On Mon, May 8, 2023 at 7:55 AM Michael Paquier <michael@paquier.xyz> wrote:
>
> On Sun, May 07, 2023 at 10:30:52PM +1200, Thomas Munro wrote:
> > Bug-in-PostgreSQL explanations could include that we forgot it was
> > dirty, or some backend wrote it out to the wrong file; but if we were
> > forgetting something like permanent or dirty, would there be a more
> > systematic failure? Oh, it could require special rare timing if it is
> > similar to 8a8661828's confusion about permanence level or otherwise
> > somehow not setting BM_PERMANENT, but in the target blocks, so I think
> > that'd require a checkpoint AND a crash.

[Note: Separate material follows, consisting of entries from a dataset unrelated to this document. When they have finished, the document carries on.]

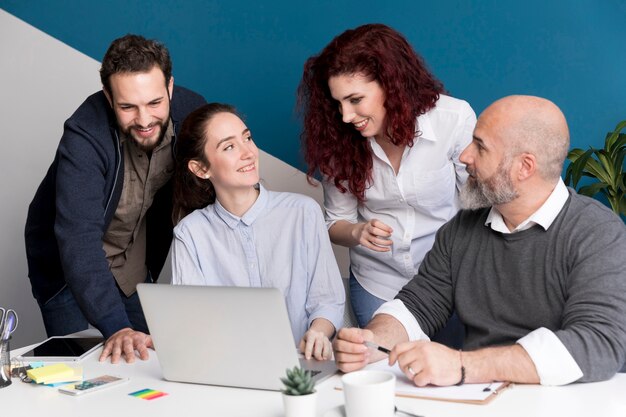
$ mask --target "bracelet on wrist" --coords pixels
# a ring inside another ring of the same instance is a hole
[[[456,383],[457,386],[465,384],[465,366],[463,365],[463,351],[459,349],[459,360],[461,361],[461,380]]]

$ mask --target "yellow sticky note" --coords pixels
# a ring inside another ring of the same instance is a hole
[[[53,377],[53,378],[48,378],[46,379],[45,384],[51,387],[56,387],[56,386],[61,386],[61,385],[65,385],[67,383],[74,383],[74,382],[80,382],[83,380],[83,367],[79,366],[76,368],[71,368],[74,371],[74,374],[67,377],[67,376],[60,376],[60,377]]]
[[[26,375],[38,384],[67,381],[74,377],[74,369],[64,363],[42,366],[41,368],[29,369]]]

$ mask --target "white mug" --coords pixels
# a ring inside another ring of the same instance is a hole
[[[396,376],[385,371],[356,371],[341,377],[346,417],[393,417]]]

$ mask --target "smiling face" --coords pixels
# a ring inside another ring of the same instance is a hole
[[[205,127],[204,153],[209,166],[190,162],[200,178],[210,178],[215,191],[232,193],[259,182],[259,149],[245,123],[232,113],[217,113]]]
[[[111,93],[104,91],[120,131],[140,149],[151,151],[167,130],[174,79],[166,86],[163,71],[155,66],[148,72],[113,74],[110,84]]]
[[[362,74],[336,75],[328,79],[328,88],[344,123],[352,124],[364,137],[384,139],[385,92],[377,81]]]

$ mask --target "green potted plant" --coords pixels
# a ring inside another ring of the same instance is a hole
[[[618,216],[626,216],[626,133],[621,133],[624,128],[626,120],[606,135],[602,149],[572,149],[567,155],[571,163],[565,172],[565,183],[572,184],[574,188],[578,187],[582,177],[595,178],[596,182],[580,187],[578,193],[589,197],[603,194]]]
[[[315,417],[317,393],[311,371],[294,366],[280,380],[285,386],[282,390],[285,417]]]

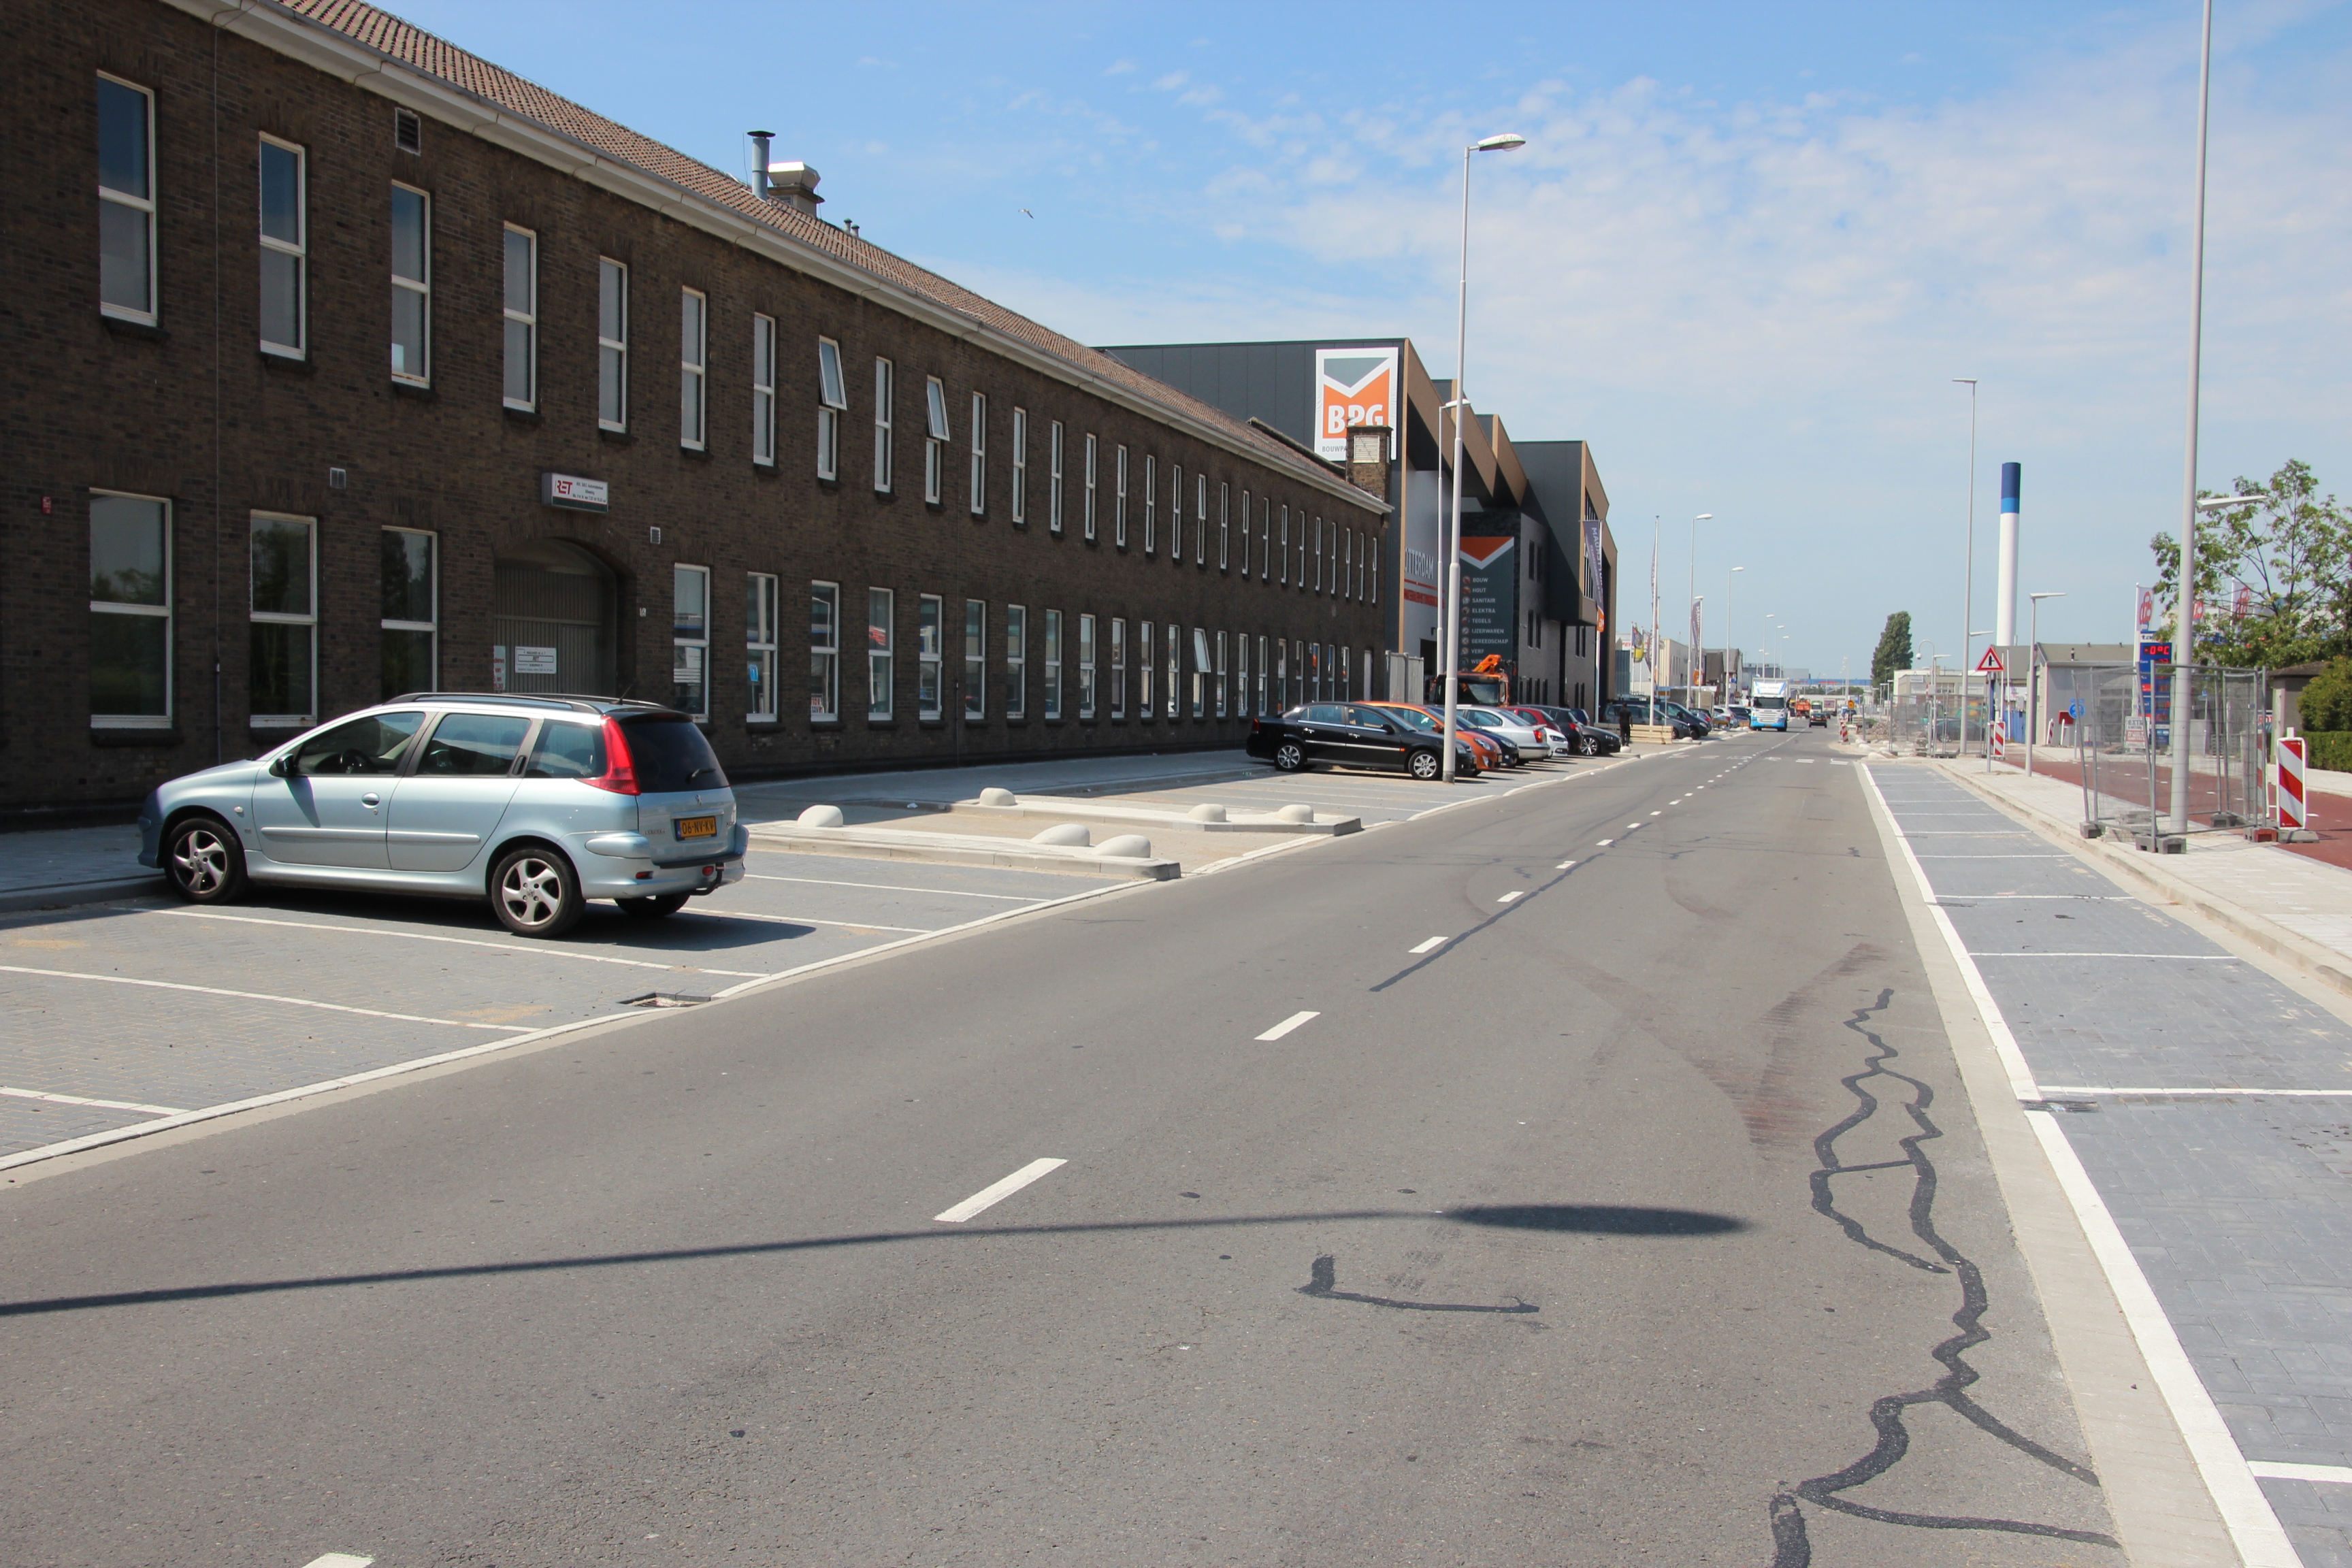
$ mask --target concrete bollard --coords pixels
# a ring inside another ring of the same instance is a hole
[[[1223,822],[1225,820],[1225,808],[1214,801],[1204,800],[1184,815],[1195,822]]]
[[[984,789],[980,792],[980,804],[982,805],[1019,805],[1021,803],[1013,797],[1013,792],[1009,789]]]
[[[841,807],[813,805],[802,812],[796,820],[803,827],[839,827],[842,824]]]
[[[1029,836],[1032,844],[1091,844],[1094,836],[1076,822],[1057,822],[1042,833]]]
[[[1315,820],[1315,808],[1294,804],[1276,807],[1274,815],[1284,822],[1312,822]]]
[[[1122,833],[1095,846],[1095,853],[1129,860],[1149,860],[1151,858],[1151,840],[1140,833]]]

It doesn't reproduce for me,
> > but perhaps more unlucky ingredients are needed.
> >
> > Bug-in-OS/FS explanations could include that a whole lot of writes
> > were mysteriously lost in some time window, so all those files still
> > contain the zeroes we write first in smgrextend(). I guess this
> > previously rare (previously limited to hash indexes?) use of sparse
> > file hole-punching could be a factor in an it's-all-ZFS's-fault
> > explanation:
>
> Yes, you would need a bit of all that.
>
> I can reproduce the same backtrace here. That's just my usual laptop
> with ext4, so this would be a Postgres bug. First, here are the four
> things running in parallel so as I can get a failure in loading a
> critical index when connecting:
> 1) Create and drop a database with WAL_LOG as strategy and the
> regression database as template:
> while true; do
> createdb --template=regression --strategy=wal_log testdb;
> dropdb testdb;
> done
> 2) Feeding more data to pg_class in the middle, while testing the
> connection to the database created:
> while true;
> do psql -c 'create table popo as select 1 as a;' regression > /dev/null 2>&1 ;
> psql testdb -c "select 1" > /dev/null 2>&1 ;
> psql -c 'drop table popo' regression > /dev/null 2>&1 ;
> psql testdb -c "select 1" > /dev/null 2>&1 ;
> done;
> 3) Force some checkpoints:
> while true; do psql -c 'checkpoint' > /dev/null 2>&1; sleep 4; done
> 4) Force a few crashes and recoveries:
> while true ; do pg_ctl stop -m immediate ; pg_ctl start ; sleep 4 ; done
>
I am able to reproduce this using the steps given above, I am also
trying to analyze this further. I will send the update once I get
some clue.
--
Regards,
Dilip Kumar
EnterpriseDB: http://www.enterprisedb.com